Real 3d graphics, that's why!

I expect a toy example to be theoretically sound, but using shortcuts to get a practical realization.

For all the fancy cryptography this uses, I don't see how it provides any more security properties than a central actor having a databases of balances and requiring a cryptographic signature (like RSA, ECDSA etc) to authorize transactions. I don't see an extension path either.

Since the zero-knowledge proof is interactive, I am unsure how the central tracker could even be audited not to spoof transactions.

Read the readme again. The interactive ZKP does not reveal classified information about the actual transaction to the tracker, which is required to authorize it.

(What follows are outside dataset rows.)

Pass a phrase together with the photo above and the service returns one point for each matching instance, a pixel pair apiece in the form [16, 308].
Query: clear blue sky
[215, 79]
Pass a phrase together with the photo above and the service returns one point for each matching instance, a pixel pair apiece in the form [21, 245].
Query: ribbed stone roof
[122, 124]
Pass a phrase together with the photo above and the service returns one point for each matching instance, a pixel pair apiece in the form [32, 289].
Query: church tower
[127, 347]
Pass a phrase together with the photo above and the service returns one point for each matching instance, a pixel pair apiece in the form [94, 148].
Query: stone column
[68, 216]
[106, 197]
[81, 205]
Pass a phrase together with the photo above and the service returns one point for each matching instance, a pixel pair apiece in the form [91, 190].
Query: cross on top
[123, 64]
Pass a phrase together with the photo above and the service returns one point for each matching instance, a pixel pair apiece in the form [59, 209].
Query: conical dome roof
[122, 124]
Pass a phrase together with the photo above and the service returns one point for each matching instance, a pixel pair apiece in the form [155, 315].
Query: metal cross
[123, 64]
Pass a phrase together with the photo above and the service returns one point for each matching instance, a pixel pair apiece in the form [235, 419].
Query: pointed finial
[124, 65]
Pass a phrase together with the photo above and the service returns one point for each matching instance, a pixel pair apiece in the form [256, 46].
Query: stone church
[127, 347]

In theory, yes, a tracker could be malicious. It could even simply delete its record of all the coins and then refuse all transactions. Or change every coin so it cannot be spent. Actually the one thing it couldn't do is spoof transactions, because it doesn't know the secret key of a single coin it tracks. So it would have to make up a new coin, which would be easily detectable by other trackers because there must be a public consensus on how new coins are created (i.e., their public keys must be prime). So you would, once again, have to compromise every single tracker to spoof a transaction. Then you are right that there is no way to audit, but then you have bigger problems anyway (like people stealing money from exchanges) even before you get there.

Which brings me to the /real/ problem with my implementation, the coins are not worth nearly as much as bitcoin or zerocoin yet :P.

Alice has a secret key. She wants to prove this to Tom the tracker. He issues her a number of challenges until he is convinced she has the key.

Suspicious Simon now wonders if Alice actually had they key. Maybe she didn't and Tom gave her easy challenges? How can Simon be sure Alice has the key?